Auch der aus menschlicher Sicht eher mäßige Sommer scheint den Störchen gefallen zu haben. "Im Juni, als die Küken noch sehr klein waren, war es mild und durch die Feuchte jetzt gibt es genug Nahrung auf den Wiesen", erklärt der Storchenvater. Für die erfolgreiche Aufzucht der Jungvögel dürfe es weder zu kalt noch zu warm sein. In den vergangenen 20 Jahren gab es nur fünf Mal keinen Nachwuchs in Hagenau. "Eine gute Bilanz", findet Helmut Bach. Dennoch sei der Storchenbestand noch immer nicht groß. 2007 starb beispielsweise ein großes Männchen, nachdem es in eine Hochspannungsleitung geflogen war. Zudem überstehen bis zu 30 Prozent den Flug ins Winterquartier nicht.

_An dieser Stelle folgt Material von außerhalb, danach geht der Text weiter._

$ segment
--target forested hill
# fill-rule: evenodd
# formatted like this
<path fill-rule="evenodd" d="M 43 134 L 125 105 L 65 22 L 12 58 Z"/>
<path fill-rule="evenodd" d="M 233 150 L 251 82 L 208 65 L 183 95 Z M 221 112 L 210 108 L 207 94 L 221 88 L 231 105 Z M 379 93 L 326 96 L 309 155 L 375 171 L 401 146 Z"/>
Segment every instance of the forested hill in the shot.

Um in der Bevölkerung für Aufmerksamkeit für die Vögel zu sorgen, hat Bach unterhalb des Nestes auch Informationstafeln angebracht. Dort ist die genaue Auflistung der Störche aus den vergangenen Jahren zu sehen sowie Information über die Lebensweise und Flugrouten der Tiere. "Viele Radfahrer halten hier extra an, um die Tiere zu sehen und sich die Tafeln durchzulesen." Seit einigen Jahren gibt es an der alten Mühle auch noch einen zweiten hergerichteten Nistplatz in Hagenau. Doch die Störche sind offenbar wählerisch und haben den neuen Standort noch nicht akzeptiert. "Um dieses Nest streiten sie sich und das andere lassen sie links liegen. Vielleicht ist den Tieren dort einfach zu wenig los", sagt Bach grinsend. Vielleicht klappt das ja im neuen Jahr, wenn sich der diesjährige Nachwuchs selber einen Platz zum Nisten suchen muss.